As far as I’m concerned, that absolves him of his sins.

Lifting my head, I yell as loudly as I can. “Ivy!”

I don’t know if she’s listening. I don’t know if she can hear me. But I’ll be damned if I just sit back and let Robin lose someone else.

Ivy appears right beside us in the middle of the hall seconds later, a flowing dark green robe draped over her shoulders. Her black hair is a foot longer than it was yesterday, more braids scattered throughout. She seems to fit better here. The Spirit of Sherwood Forest.

“Ivy, please,” I beg her while I continue applying pressure around the arrow. “Use your magic and save him.”

A frown etches deeply on her face. “I can’t do that, Henry.”

“Are you fucking kidding me?!”

It’s like I’ve completely forgotten that the throne room is crowded with knights and courtiers and the king himself. I don’t give a fuck what they think right now or that all their eyes are on us.

I take a deep, shuddering breath in an attempt at some semblance of calm. “You healed my injuries from your goddamn bear.
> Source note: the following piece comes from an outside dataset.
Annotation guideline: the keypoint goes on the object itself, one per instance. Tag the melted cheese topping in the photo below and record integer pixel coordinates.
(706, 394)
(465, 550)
Why can’t you heal him?”

“Those were wounds inflicted by magic,” she answers. “So they could be healed by magic. That’s not the case with this. I don’t have that kind of power. I’ve told you my magic has limits.”

There goes my other idea to have her keep Robin from getting sick as often back in our other world.

I look away from her in time to see a tear slide down his cheek as he stares down at his cousin.

“There’s gotta be something,” I mutter desperately.

John—Little John, not the prince—pushes his way forward past the knights surrounding the king. “A hospital,” he says.“Back in that other place. He’ll have a better chance there than he does here.”

It makes sense he would be the one to think of that considering all the times he probably took Robin to one.

I look back at Ivy, pleading again. “Can you take him there?”